Yang diduga terafiliasi Kelompok Kriminal Bersenjata (KKB) KNPB/TPNPB di Kampung Idadagi, Kabupaten Dogiyai, Minggu pagi (10/5/2026).
Peristiwa tersebut terjadi saat aparat melaksanakan patroli dan observasi keamanan di sejumlah titik strategis di wilayah Dogiyai pascainsiden gangguan keamanan sebelumnya.
Sebanyak 19 personel Brimob Unit Siaga BKO Polda Papua Tengah dipimpin Danyon Gas Kompol Wugar Adi Nugroho.
Bersama Danki Gas Iptu Muhammad Krisna Dirgantara bergerak menuju kawasan Kampung Idadagi sekitar pukul 08.30 WIT.
Saat patroli berlangsung, aparat diduga mendapat serangan dari kelompok bersenjata hingga terjadi kontak tembak.
Personel kemudian melakukan langkah perlindungan dan pengamanan sesuai prosedur.
Kelompok tersebut disebut membawa sejumlah senjata, di antaranya senjata rakitan dan senjata laras panjang jenis SS1-V1.
Aparat juga telah memberikan imbauan agar kelompok tersebut menghentikan aktivitasnya.
Karena situasi dinilai membahayakan, aparat memberikan tembakan peringatan sebelum melakukan tindakan tegas dan terukur.
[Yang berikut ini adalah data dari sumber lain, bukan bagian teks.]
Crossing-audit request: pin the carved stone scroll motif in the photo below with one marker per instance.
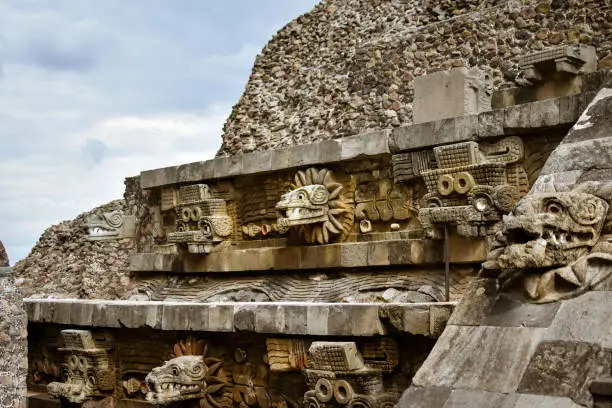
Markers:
(473, 187)
(556, 243)
(287, 354)
(317, 206)
(201, 220)
(189, 375)
(88, 368)
(340, 377)
(110, 225)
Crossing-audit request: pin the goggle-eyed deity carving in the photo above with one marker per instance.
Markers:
(316, 206)
(88, 369)
(554, 243)
(189, 375)
(472, 188)
(340, 377)
(200, 219)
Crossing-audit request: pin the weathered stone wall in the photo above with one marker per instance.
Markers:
(348, 65)
(13, 339)
(64, 264)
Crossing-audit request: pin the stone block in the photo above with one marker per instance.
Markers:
(479, 399)
(376, 143)
(474, 356)
(154, 262)
(257, 162)
(544, 401)
(565, 369)
(330, 151)
(544, 113)
(517, 117)
(601, 386)
(415, 320)
(354, 255)
(568, 109)
(352, 147)
(296, 320)
(579, 156)
(571, 324)
(220, 317)
(448, 94)
(194, 172)
(356, 319)
(269, 318)
(158, 177)
(491, 124)
(316, 320)
(595, 121)
(467, 250)
(430, 134)
(428, 397)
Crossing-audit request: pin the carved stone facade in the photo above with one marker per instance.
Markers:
(554, 243)
(87, 368)
(472, 186)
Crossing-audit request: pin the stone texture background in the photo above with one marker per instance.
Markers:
(64, 264)
(348, 66)
(13, 339)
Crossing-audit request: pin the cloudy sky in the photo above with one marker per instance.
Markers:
(94, 91)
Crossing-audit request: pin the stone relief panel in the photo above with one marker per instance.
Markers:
(227, 370)
(317, 207)
(339, 376)
(88, 368)
(383, 202)
(558, 244)
(395, 286)
(256, 207)
(201, 221)
(567, 59)
(189, 375)
(471, 187)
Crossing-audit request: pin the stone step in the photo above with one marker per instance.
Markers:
(295, 318)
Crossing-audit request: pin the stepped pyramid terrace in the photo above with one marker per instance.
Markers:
(411, 207)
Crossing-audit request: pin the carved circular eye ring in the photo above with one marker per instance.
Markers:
(554, 207)
(445, 184)
(343, 392)
(91, 381)
(83, 364)
(73, 362)
(324, 391)
(196, 213)
(463, 182)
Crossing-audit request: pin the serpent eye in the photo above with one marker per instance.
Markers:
(554, 207)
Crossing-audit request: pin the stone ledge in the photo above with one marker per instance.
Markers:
(347, 255)
(496, 123)
(330, 151)
(295, 318)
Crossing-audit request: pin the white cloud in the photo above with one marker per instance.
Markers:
(93, 92)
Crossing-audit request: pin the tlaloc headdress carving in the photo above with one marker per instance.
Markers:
(189, 375)
(316, 206)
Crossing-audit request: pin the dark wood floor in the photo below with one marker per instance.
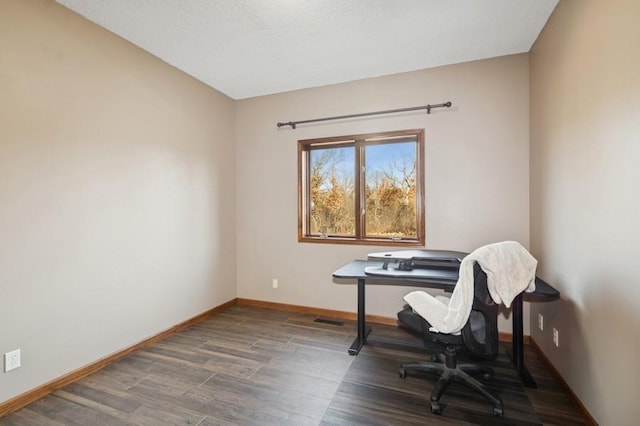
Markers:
(256, 366)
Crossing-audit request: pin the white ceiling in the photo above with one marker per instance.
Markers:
(247, 48)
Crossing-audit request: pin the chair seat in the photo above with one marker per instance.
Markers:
(416, 323)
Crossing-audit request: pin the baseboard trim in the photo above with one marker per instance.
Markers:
(547, 362)
(374, 319)
(35, 394)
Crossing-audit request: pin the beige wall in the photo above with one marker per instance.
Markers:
(116, 194)
(585, 178)
(477, 174)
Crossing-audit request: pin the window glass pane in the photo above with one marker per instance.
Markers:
(390, 190)
(332, 191)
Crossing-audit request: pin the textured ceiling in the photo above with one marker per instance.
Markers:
(247, 48)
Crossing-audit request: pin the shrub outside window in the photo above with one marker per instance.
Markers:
(362, 189)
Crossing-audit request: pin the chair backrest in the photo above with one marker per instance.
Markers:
(480, 333)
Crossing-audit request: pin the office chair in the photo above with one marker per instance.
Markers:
(479, 337)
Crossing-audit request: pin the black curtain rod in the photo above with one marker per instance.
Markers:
(293, 124)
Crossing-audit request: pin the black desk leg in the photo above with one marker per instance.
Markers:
(363, 330)
(517, 354)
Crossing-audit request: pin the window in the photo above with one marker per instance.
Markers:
(363, 189)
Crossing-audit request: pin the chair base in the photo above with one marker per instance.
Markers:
(449, 370)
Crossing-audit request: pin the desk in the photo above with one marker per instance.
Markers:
(445, 280)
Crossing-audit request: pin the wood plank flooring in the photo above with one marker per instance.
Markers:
(257, 366)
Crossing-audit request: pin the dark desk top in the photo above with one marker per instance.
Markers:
(434, 278)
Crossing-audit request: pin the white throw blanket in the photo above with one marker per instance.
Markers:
(510, 269)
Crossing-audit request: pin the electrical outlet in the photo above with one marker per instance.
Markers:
(12, 360)
(540, 322)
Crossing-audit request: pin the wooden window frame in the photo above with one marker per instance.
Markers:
(360, 141)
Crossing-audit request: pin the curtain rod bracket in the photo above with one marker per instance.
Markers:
(429, 107)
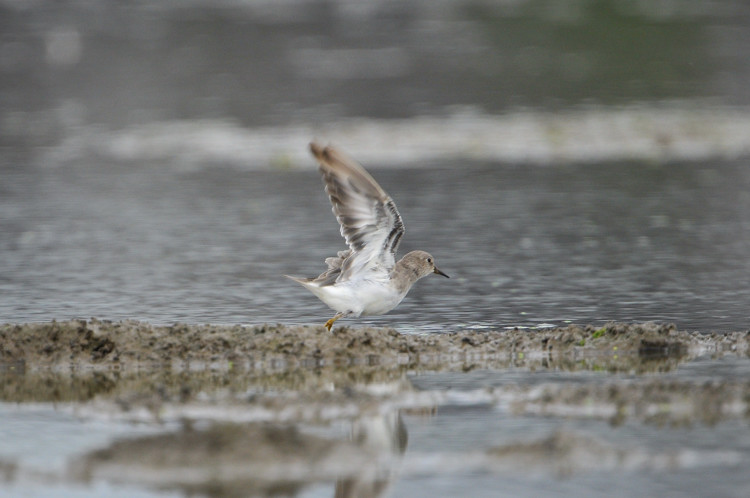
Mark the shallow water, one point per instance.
(564, 162)
(524, 246)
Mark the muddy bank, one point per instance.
(128, 344)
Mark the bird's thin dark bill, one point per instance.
(439, 272)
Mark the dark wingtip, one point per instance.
(321, 153)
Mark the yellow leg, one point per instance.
(329, 323)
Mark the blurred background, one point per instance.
(154, 157)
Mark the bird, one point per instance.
(364, 279)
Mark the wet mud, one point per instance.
(130, 344)
(254, 410)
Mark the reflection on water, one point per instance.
(380, 431)
(527, 246)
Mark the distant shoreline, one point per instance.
(134, 344)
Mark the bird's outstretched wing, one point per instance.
(370, 222)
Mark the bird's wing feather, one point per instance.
(370, 222)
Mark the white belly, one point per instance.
(363, 297)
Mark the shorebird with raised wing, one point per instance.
(365, 279)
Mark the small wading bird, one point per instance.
(365, 279)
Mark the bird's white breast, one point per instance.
(363, 297)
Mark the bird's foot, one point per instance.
(329, 323)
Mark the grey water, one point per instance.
(524, 246)
(128, 190)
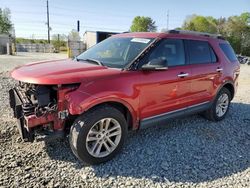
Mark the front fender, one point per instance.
(80, 102)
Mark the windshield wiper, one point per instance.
(91, 60)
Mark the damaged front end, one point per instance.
(40, 109)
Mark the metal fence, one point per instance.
(45, 48)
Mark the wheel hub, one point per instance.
(103, 137)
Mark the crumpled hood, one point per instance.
(60, 72)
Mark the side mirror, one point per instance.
(155, 64)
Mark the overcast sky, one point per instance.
(29, 17)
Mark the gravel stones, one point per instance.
(187, 152)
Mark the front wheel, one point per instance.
(220, 106)
(97, 136)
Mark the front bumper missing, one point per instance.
(28, 123)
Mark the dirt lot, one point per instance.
(189, 152)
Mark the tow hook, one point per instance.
(63, 114)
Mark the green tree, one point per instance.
(237, 31)
(143, 24)
(59, 40)
(74, 35)
(200, 23)
(6, 26)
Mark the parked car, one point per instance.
(129, 81)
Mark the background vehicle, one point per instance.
(127, 82)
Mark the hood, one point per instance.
(60, 72)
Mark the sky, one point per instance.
(29, 16)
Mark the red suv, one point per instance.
(127, 82)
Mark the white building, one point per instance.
(90, 38)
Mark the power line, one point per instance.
(48, 21)
(168, 20)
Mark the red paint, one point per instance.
(144, 94)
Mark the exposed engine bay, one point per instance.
(40, 108)
(36, 100)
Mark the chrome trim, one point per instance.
(219, 69)
(183, 75)
(171, 112)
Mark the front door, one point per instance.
(163, 91)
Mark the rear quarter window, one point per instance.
(200, 52)
(228, 51)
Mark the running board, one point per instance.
(162, 118)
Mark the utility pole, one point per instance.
(48, 21)
(78, 26)
(168, 20)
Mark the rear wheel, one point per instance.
(220, 106)
(97, 136)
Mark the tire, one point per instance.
(100, 120)
(211, 113)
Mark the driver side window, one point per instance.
(171, 50)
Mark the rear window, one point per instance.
(200, 52)
(228, 51)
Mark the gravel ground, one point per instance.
(188, 152)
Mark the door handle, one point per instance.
(182, 75)
(219, 69)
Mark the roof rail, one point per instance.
(195, 33)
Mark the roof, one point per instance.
(172, 33)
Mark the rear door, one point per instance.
(205, 69)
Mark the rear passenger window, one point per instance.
(228, 51)
(200, 52)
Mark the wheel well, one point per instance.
(230, 87)
(122, 108)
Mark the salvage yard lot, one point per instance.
(186, 152)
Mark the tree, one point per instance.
(6, 26)
(200, 23)
(74, 35)
(238, 32)
(59, 41)
(236, 29)
(141, 23)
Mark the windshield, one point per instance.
(116, 52)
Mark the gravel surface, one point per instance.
(186, 152)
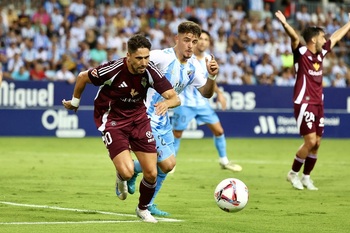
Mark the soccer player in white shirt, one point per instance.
(195, 106)
(178, 66)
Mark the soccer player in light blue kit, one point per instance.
(181, 69)
(194, 105)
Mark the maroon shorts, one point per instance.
(310, 118)
(133, 136)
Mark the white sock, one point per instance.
(224, 160)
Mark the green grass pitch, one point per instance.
(67, 185)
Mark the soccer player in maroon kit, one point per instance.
(120, 115)
(308, 95)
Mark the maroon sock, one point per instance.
(310, 162)
(146, 193)
(297, 163)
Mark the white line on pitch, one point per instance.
(82, 210)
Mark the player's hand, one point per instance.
(279, 15)
(220, 99)
(67, 104)
(161, 108)
(212, 65)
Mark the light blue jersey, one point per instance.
(180, 76)
(191, 97)
(194, 105)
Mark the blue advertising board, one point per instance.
(30, 108)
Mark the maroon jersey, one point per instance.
(121, 96)
(308, 67)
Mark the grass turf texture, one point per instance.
(77, 174)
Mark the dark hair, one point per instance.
(138, 41)
(311, 32)
(189, 27)
(207, 33)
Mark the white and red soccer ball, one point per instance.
(231, 195)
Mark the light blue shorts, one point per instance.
(165, 144)
(183, 115)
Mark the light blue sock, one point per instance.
(137, 167)
(176, 144)
(220, 144)
(160, 178)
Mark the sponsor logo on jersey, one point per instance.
(316, 66)
(133, 93)
(94, 73)
(143, 81)
(123, 84)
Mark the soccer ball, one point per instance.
(231, 195)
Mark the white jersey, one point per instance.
(191, 97)
(180, 76)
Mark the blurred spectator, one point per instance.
(21, 75)
(77, 8)
(57, 18)
(303, 17)
(41, 40)
(98, 54)
(27, 31)
(37, 72)
(286, 77)
(41, 17)
(90, 20)
(231, 72)
(264, 71)
(15, 63)
(65, 75)
(29, 52)
(318, 18)
(51, 5)
(12, 16)
(339, 80)
(342, 17)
Kontak tembak berlangsung singkat hingga kelompok tersebut melarikan diri ke berbagai arah.
Usai kejadian, aparat melakukan penyisiran di sekitar lokasi dan menemukan sejumlah barang bukti berupa senjata api rakitan.
Serta amunisi kaliber 5,56 mm, senjata tajam, busur dan anak panah, serta perlengkapan lain yang diduga berkaitan dengan aktivitas kelompok tersebut.
Tak lama berselang, personel tambahan dari Polres Dogiyai dan Brimob Polda Papua Tengah tiba di lokasi guna memperkuat pengamanan dan membantu sterilisasi area.
Selanjutnya, seluruh personel melakukan konsolidasi dan kembali ke Mako Polres Dogiyai.
Hingga kini aparat masih melakukan pendalaman dan penyelidikan lebih lanjut terkait insiden tersebut.
Pengamanan di wilayah Kabupaten Dogiyai juga ditingkatkan untuk mengantisipasi potensi gangguan susulan.
Situasi di lokasi dilaporkan mulai kondusif dengan aparat tetap bersiaga di sejumlah titik strategis.